Source
This page is generated from skills/eks-operation-review/references/observability.md. Edit the source, not this page.
Vendored skill
This skill is sourced from eks-operation-review, also maintained by the APEX team.
Observability
Purpose
Assess observability across three layers: control plane, data plane (nodes), and workloads — covering metrics, logs, and alerting.
Checks to Execute
4.1 — EKS Control Plane Logging
What to check:
- Which of the 5 log types are enabled (api, audit, authenticator, controllerManager, scheduler)
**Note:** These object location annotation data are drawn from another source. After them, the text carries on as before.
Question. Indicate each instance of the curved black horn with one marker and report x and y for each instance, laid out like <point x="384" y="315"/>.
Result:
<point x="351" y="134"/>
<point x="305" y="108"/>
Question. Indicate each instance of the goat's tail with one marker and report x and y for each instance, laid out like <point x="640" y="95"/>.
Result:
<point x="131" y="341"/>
- CloudWatch log group existence and retention policy
How to check:
- Describe cluster →
logging.clusterLogging→ check each entry forenabled: trueand whichtypes - Use CloudWatch tools to check log group
/aws/eks/{cluster-name}/clusterretention (recommend >= 30 days for audit logs; no retention policy = logs kept forever at cost)
Rating:
- 🟢 GREEN: All 5 log types enabled with defined retention policy
- 🟡 AMBER: Some log types enabled (especially if audit is on), or no retention policy
- 🔴 RED: Control plane logging completely disabled, or audit logs specifically disabled
- ⬜ UNKNOWN: Should not happen with live access
Key talking point: EKS control plane logging is OFF by default. The audit log is your security camera for every API call.
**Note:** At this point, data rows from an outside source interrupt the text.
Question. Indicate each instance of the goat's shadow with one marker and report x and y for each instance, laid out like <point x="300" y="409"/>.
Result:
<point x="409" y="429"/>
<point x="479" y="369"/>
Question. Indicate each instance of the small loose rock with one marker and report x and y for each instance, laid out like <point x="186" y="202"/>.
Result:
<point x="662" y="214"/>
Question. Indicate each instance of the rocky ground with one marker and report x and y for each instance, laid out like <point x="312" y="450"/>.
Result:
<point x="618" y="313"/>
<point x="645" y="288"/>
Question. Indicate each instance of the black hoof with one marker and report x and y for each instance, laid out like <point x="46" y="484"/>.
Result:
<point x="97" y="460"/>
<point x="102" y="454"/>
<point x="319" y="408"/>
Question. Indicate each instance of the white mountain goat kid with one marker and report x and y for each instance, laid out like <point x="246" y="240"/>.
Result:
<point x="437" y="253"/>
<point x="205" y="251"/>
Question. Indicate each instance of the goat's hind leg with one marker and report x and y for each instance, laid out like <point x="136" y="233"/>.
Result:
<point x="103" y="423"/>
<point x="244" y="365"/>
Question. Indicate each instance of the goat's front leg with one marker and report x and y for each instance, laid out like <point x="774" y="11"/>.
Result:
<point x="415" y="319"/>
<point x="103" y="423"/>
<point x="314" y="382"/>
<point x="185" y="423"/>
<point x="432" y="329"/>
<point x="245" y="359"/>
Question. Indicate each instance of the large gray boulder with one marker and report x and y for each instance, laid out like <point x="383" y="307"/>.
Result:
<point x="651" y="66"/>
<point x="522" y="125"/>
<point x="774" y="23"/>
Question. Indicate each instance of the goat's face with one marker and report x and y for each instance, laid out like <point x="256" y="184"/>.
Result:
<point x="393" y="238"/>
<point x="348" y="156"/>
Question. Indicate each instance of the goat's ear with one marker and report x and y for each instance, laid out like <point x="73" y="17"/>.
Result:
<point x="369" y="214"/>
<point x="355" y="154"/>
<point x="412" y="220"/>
4.2 — Metrics Collection & Dashboards
What to check:
- CloudWatch Container Insights add-on (
amazon-cloudwatch-observability) - Prometheus pods (labels:
app.kubernetes.io/name=prometheusorapp=prometheus) - Grafana pods
- kube-state-metrics deployment (critical for cluster state visibility)
- node-exporter DaemonSet
- ADOT add-on
- Third-party monitoring DaemonSets (Datadog, New Relic, Dynatrace)
How to check:
- Describe addon
amazon-cloudwatch-observability - List pods with label
app.kubernetes.io/name=prometheusacross all namespaces - List pods with label
app.kubernetes.io/name=grafana - List pods with label
app.kubernetes.io/name=kube-state-metrics - List DaemonSets across all namespaces (catches node-exporter and third-party agents)
Rating:
- 🟢 GREEN: Metrics collection + kube-state-metrics + dashboards (Container Insights or Prometheus+Grafana or third-party)
- 🟡 AMBER: Partial stack (e.g., Container Insights but no kube-state-metrics, or Prometheus without Grafana)
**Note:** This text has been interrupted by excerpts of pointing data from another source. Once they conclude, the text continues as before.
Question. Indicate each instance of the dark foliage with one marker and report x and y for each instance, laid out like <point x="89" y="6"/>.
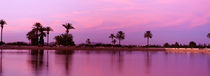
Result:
<point x="65" y="40"/>
<point x="192" y="44"/>
<point x="2" y="43"/>
<point x="17" y="43"/>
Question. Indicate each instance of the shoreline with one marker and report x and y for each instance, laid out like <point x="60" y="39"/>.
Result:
<point x="173" y="50"/>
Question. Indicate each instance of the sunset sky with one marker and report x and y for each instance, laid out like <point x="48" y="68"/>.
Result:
<point x="168" y="20"/>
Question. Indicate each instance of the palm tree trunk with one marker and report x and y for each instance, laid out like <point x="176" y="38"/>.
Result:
<point x="47" y="39"/>
<point x="66" y="37"/>
<point x="147" y="41"/>
<point x="1" y="33"/>
<point x="119" y="41"/>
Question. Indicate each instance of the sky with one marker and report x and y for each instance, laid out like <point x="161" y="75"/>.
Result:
<point x="169" y="20"/>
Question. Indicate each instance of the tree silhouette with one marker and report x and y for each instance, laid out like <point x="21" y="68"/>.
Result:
<point x="192" y="44"/>
<point x="112" y="37"/>
<point x="64" y="39"/>
<point x="148" y="35"/>
<point x="2" y="23"/>
<point x="208" y="35"/>
<point x="37" y="34"/>
<point x="32" y="37"/>
<point x="114" y="41"/>
<point x="42" y="34"/>
<point x="36" y="28"/>
<point x="88" y="41"/>
<point x="120" y="36"/>
<point x="48" y="29"/>
<point x="166" y="45"/>
<point x="68" y="26"/>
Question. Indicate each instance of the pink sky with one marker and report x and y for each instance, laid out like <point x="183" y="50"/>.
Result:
<point x="169" y="20"/>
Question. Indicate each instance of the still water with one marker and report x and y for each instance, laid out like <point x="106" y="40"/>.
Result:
<point x="102" y="63"/>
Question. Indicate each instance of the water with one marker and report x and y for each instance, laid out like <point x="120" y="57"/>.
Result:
<point x="102" y="63"/>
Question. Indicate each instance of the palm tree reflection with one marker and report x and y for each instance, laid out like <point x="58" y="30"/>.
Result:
<point x="67" y="57"/>
<point x="148" y="62"/>
<point x="36" y="60"/>
<point x="1" y="68"/>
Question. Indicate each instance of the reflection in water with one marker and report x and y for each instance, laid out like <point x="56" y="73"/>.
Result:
<point x="148" y="62"/>
<point x="1" y="66"/>
<point x="120" y="61"/>
<point x="102" y="63"/>
<point x="36" y="60"/>
<point x="66" y="59"/>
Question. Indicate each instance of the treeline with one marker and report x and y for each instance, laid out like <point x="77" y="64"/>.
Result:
<point x="37" y="34"/>
<point x="192" y="44"/>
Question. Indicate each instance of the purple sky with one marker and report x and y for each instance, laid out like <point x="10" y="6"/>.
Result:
<point x="169" y="20"/>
- 🔴 RED: No metrics collection at all
- ⬜ UNKNOWN: Cannot determine if dashboards are actively used
4.3 — Centralized Log Aggregation for Workloads
What to check:
- Fluent Bit DaemonSet (labels:
app.kubernetes.io/name=fluent-bitork8s-app=fluent-bit) - Fluentd DaemonSet
- CloudWatch agent DaemonSet in
amazon-cloudwatchnamespace - Application log groups in CloudWatch
How to check:
- List DaemonSets with Fluent Bit labels across all namespaces
- List DaemonSets in
amazon-cloudwatchnamespace - Use CloudWatch tools to check for log groups with prefix
/aws/eks/{cluster-name}
Rating:
- 🟢 GREEN: Log shipper deployed, logs centralized with retention policy, structured logging
- 🟡 AMBER: Log shipper exists but no retention policy, or unstructured logging
- 🔴 RED: No centralized log collection — teams rely on kubectl logs
- ⬜ UNKNOWN: Cannot determine log format (structured vs unstructured) without sampling
4.4 — Alerting Defined and Actionable
What to check:
- CloudWatch Alarms related to EKS/ContainerInsights
- Prometheus Alertmanager pods
- PrometheusRule resources (alert definitions)
How to check:
- List pods with label
app.kubernetes.io/name=alertmanager - List PrometheusRule resources. If 404/NotFound (CRD not installed) → Prometheus Operator not deployed, rate alerting based on CloudWatch only. If 403/Forbidden → mark UNKNOWN.
- Use CloudWatch tools to list alarms with ContainerInsights namespace
Rating:
- 🟢 GREEN: Alerts cover critical scenarios (node, pod, capacity), routed to on-call
- 🟡 AMBER: Some alerts exist but incomplete coverage, or no runbooks linked
- 🔴 RED: No alerting configured
- ⬜ UNKNOWN: Cannot determine if alerts have runbooks or if on-call monitors them — suggest user investigate
Minimum viable alert set: NodeNotReady, PodCrashLooping, PodPendingTooLong, HighAPIServerLatency, IPExhaustion.